On December 18, 2020, the Irish Data Protection Commission (“DPC”) published its draft Fundamentals for a Child-Oriented Approach to Data Processing (the “Fundamentals”). The Fundamentals introduce child-specific data protection principles and measures, which are designed to protect children against data processing risks when they access services, both online and off-line. The DPC notes that all organizations collecting and processing children’s data should comply with the Fundamentals. The Fundamentals are open for public consultation until March 31, 2021.
The Fundamentals are comprised of 14 principles that organizations should follow when processing children’s data, including (among others):
- providing a “floor” of protection for all users of online services, unless they take a risk-based approach to verifying the age of users so that the protections set out in the Fundamentals are applied to only the processing of children’s data;
- where relying on consent, obtaining clear-cut consent from children to processing (subject to the limits imposed by Ireland’s digital age of consent, which is 16);
- ensuring that the pursuit of legitimate interests does not interfere with the best interests of the child;
- taking steps to know their audience, and ensuring that services intended for or likely to be accessed by children have child-specific data protection measures in place; and
- ensuring that children receive appropriate information about how their information is handled in a child-friendly manner.
(See Section 1.2 of the Fundamentals for the full list).
The Fundamentals also provide a non-exhaustive list of practical measures that organizations should incorporate into the design processes for their products and services, such as strict default privacy settings, clear and flexible user controls, and parental oversight (see Section 7.3 of the Fundamentals for the full list of recommended practical measures).

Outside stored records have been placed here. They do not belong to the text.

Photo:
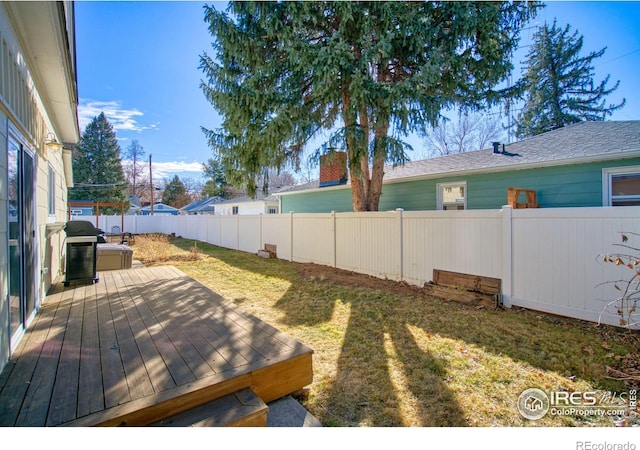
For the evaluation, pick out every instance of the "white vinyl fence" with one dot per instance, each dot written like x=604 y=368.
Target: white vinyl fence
x=547 y=259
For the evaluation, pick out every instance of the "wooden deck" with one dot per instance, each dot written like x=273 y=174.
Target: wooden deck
x=139 y=346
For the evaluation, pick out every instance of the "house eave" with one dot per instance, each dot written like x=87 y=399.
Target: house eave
x=46 y=33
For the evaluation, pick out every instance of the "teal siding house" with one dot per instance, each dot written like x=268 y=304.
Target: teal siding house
x=584 y=164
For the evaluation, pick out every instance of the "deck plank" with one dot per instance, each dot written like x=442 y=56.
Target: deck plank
x=35 y=402
x=137 y=377
x=139 y=346
x=90 y=388
x=113 y=376
x=160 y=376
x=185 y=344
x=65 y=389
x=225 y=356
x=176 y=365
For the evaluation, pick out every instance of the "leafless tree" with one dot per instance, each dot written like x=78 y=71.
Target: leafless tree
x=134 y=167
x=465 y=133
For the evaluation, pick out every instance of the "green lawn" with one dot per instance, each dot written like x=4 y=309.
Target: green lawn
x=386 y=354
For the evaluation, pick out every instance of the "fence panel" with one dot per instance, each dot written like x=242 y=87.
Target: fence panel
x=369 y=243
x=229 y=232
x=214 y=230
x=276 y=230
x=313 y=238
x=556 y=264
x=249 y=233
x=459 y=241
x=547 y=258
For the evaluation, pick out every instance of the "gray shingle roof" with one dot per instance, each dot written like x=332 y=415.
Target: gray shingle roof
x=580 y=142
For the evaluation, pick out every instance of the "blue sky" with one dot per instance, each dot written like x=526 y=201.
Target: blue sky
x=138 y=62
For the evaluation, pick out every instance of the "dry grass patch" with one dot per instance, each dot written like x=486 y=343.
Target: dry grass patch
x=156 y=248
x=387 y=354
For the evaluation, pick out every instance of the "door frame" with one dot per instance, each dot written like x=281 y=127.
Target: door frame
x=26 y=278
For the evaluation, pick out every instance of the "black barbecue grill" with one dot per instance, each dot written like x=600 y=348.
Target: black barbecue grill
x=82 y=239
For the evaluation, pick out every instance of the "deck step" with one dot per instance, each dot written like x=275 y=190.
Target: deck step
x=242 y=408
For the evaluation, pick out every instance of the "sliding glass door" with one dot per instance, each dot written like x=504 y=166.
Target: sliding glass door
x=22 y=226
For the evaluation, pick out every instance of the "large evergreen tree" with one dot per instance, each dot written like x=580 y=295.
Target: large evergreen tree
x=559 y=84
x=284 y=72
x=97 y=172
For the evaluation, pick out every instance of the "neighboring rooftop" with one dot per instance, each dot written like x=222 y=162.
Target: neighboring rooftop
x=580 y=142
x=202 y=206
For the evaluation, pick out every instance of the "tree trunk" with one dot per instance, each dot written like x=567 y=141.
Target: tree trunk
x=357 y=187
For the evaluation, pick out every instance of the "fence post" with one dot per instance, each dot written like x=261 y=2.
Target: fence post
x=507 y=255
x=291 y=236
x=237 y=231
x=401 y=238
x=261 y=245
x=333 y=231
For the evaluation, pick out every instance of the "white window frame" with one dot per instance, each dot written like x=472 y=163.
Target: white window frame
x=607 y=179
x=440 y=189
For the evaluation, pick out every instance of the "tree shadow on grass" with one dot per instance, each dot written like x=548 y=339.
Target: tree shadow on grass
x=382 y=375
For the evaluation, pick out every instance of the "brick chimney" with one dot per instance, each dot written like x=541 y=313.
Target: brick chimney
x=333 y=169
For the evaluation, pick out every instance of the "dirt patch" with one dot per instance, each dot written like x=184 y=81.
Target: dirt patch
x=315 y=272
x=625 y=368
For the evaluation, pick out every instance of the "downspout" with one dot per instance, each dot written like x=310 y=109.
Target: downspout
x=67 y=166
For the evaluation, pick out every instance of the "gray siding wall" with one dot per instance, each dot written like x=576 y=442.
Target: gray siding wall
x=577 y=185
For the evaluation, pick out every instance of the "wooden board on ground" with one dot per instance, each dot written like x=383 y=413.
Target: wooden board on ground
x=464 y=288
x=483 y=285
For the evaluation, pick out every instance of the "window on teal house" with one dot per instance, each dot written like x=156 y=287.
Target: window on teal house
x=621 y=186
x=452 y=196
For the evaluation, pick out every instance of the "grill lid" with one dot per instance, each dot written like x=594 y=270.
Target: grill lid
x=81 y=228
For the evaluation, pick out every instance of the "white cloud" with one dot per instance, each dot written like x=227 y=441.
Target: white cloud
x=162 y=170
x=121 y=119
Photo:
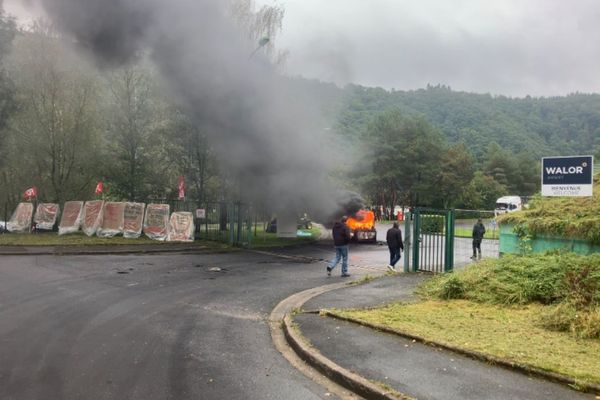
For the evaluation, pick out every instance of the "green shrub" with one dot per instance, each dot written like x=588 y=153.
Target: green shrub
x=568 y=283
x=566 y=317
x=452 y=288
x=514 y=279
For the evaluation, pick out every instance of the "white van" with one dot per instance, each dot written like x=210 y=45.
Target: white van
x=508 y=204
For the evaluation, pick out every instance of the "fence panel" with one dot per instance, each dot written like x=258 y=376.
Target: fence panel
x=463 y=235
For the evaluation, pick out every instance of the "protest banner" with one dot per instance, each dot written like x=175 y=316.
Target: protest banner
x=112 y=219
x=156 y=221
x=181 y=227
x=92 y=216
x=70 y=220
x=133 y=219
x=20 y=222
x=46 y=215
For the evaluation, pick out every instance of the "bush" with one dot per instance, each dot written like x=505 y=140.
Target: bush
x=568 y=283
x=566 y=317
x=452 y=288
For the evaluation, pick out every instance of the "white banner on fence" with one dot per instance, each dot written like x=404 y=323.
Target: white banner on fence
x=92 y=216
x=45 y=216
x=70 y=220
x=20 y=222
x=133 y=220
x=112 y=220
x=181 y=227
x=156 y=221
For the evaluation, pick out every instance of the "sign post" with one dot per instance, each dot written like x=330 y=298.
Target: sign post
x=567 y=176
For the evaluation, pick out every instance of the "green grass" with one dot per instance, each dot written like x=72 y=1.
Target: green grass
x=542 y=310
x=468 y=232
x=511 y=333
x=264 y=239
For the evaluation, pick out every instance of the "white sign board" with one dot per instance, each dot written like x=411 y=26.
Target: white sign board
x=567 y=176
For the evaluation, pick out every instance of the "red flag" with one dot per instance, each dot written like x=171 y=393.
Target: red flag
x=99 y=188
x=29 y=193
x=181 y=187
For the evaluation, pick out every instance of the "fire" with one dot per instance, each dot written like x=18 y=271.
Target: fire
x=362 y=220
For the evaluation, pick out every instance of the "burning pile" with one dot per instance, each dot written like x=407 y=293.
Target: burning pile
x=362 y=220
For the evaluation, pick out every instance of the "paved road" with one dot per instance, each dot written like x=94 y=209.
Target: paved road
x=148 y=327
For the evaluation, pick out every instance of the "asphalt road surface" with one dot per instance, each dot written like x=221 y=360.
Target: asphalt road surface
x=148 y=327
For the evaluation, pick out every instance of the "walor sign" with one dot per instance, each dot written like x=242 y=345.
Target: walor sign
x=567 y=176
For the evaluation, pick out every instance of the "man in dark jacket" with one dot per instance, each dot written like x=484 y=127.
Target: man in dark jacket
x=394 y=240
x=341 y=240
x=478 y=232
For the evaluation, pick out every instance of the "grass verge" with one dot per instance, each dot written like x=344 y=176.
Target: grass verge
x=511 y=333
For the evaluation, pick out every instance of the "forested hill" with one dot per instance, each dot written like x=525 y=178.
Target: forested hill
x=539 y=126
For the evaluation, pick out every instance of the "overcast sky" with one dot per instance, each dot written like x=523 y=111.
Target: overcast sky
x=510 y=47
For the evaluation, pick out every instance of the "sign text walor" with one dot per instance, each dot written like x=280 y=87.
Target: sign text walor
x=567 y=176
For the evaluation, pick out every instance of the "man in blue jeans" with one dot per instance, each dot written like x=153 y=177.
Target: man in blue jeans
x=341 y=240
x=395 y=244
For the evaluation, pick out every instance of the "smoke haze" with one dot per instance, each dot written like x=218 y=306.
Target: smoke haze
x=269 y=140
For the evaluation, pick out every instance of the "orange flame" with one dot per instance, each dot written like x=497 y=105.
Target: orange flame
x=362 y=220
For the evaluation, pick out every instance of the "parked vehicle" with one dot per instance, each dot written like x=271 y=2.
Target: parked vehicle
x=362 y=226
x=507 y=204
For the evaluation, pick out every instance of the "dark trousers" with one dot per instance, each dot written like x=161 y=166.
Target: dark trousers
x=394 y=255
x=476 y=247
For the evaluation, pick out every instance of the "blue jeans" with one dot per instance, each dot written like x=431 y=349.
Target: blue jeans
x=394 y=255
x=340 y=252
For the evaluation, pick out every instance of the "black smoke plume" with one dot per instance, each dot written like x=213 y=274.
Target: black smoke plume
x=262 y=134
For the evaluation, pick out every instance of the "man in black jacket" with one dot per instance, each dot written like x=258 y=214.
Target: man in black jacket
x=341 y=240
x=478 y=232
x=394 y=240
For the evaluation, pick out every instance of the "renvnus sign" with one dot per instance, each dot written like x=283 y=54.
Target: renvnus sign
x=567 y=176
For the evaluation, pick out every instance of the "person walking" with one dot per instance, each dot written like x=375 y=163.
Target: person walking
x=478 y=232
x=395 y=245
x=341 y=240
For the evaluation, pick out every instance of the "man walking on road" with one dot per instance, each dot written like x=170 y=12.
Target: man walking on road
x=341 y=240
x=478 y=232
x=395 y=244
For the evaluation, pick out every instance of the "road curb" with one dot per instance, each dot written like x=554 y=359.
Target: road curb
x=281 y=323
x=523 y=368
x=58 y=251
x=333 y=371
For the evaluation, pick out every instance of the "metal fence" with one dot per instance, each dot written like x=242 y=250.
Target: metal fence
x=463 y=239
x=237 y=223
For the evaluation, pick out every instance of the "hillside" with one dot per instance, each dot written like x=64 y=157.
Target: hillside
x=539 y=126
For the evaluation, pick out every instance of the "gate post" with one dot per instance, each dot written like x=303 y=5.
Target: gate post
x=449 y=257
x=407 y=241
x=416 y=242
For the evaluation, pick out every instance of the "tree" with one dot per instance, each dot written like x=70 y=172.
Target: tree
x=406 y=152
x=55 y=135
x=482 y=192
x=455 y=174
x=132 y=118
x=261 y=26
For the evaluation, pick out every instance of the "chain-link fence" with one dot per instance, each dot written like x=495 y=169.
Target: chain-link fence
x=463 y=236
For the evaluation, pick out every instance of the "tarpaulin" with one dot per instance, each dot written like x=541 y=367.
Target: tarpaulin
x=70 y=220
x=181 y=227
x=20 y=222
x=92 y=216
x=156 y=222
x=133 y=220
x=45 y=216
x=112 y=220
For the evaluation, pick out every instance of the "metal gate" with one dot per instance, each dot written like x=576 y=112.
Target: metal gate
x=429 y=243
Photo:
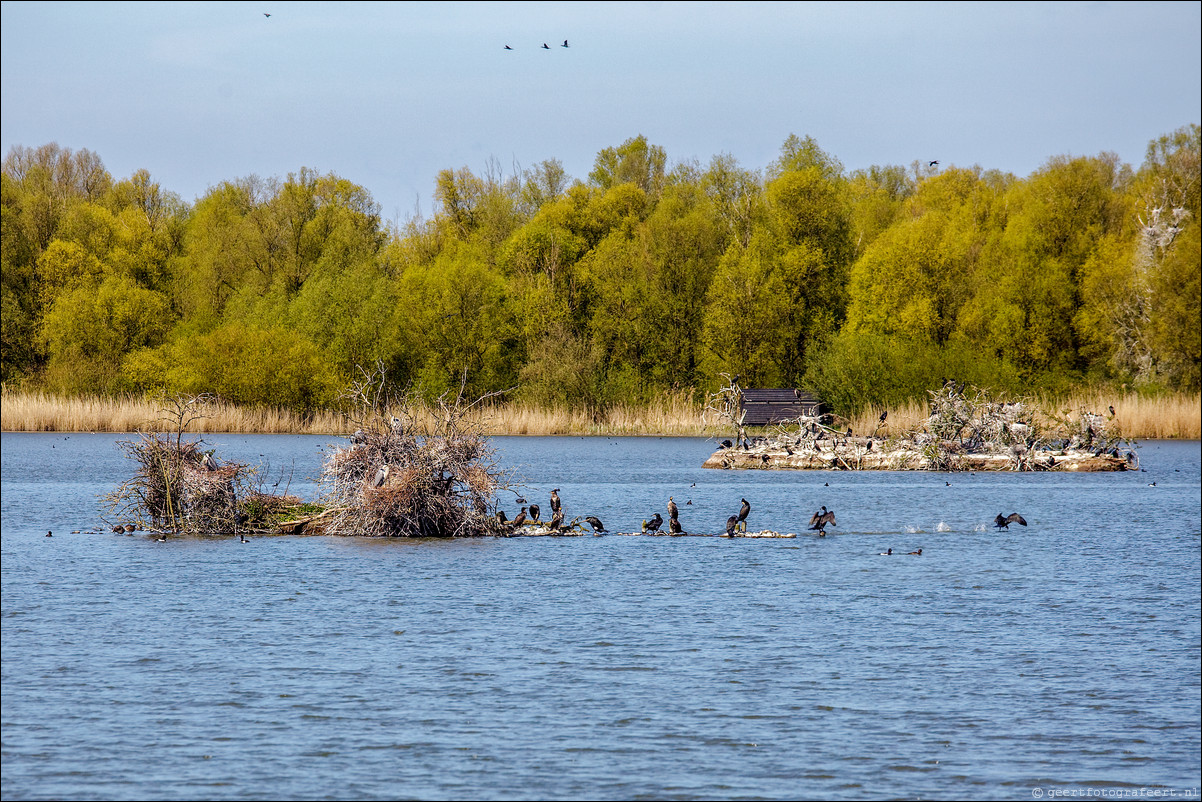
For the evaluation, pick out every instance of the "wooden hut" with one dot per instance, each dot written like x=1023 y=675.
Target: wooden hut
x=766 y=407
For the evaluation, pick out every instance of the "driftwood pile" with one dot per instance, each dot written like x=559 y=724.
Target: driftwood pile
x=964 y=431
x=179 y=487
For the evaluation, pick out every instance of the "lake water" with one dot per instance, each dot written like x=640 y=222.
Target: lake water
x=1063 y=657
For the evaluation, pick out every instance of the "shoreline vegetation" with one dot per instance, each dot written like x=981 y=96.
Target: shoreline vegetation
x=1173 y=416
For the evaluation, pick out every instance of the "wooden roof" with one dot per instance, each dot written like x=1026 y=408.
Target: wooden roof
x=766 y=405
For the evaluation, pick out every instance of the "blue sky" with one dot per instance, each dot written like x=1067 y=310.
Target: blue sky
x=388 y=94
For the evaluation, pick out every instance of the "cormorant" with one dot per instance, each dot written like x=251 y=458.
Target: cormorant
x=820 y=520
x=380 y=476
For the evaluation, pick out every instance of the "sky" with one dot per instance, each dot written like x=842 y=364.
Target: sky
x=387 y=95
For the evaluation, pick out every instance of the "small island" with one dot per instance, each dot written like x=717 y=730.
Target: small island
x=967 y=431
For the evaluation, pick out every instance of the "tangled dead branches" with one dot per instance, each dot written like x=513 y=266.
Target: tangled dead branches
x=178 y=487
x=402 y=477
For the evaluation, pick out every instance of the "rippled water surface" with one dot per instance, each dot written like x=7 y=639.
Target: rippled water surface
x=1059 y=655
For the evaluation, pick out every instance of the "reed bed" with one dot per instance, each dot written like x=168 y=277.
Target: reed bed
x=1173 y=416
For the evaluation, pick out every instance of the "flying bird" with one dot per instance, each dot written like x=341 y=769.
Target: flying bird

The Irish DPC’s Fundamentals follow shortly after the UK Information Commissioner’s Office (“ICO”) issued its Age Appropriate Design Code (the “ICO Code”) in August 2020 . Both documents highlight the risks to children’s data privacy in the digital age and are underpinned by the principle of upholding the best interests of the child, among other guiding principles. The DPC notes that a key difference between the two documents is that the ICO Code focuses more on the necessary privacy-by-design features that must be engineered into services used by children, whereas the Fundamentals take a broad-based approach. That said, the DPC also notes that the Fundamentals are “entirely consistent” with the ICO Code.
We will continue monitoring the Fundamentals’ progress until they are finalized.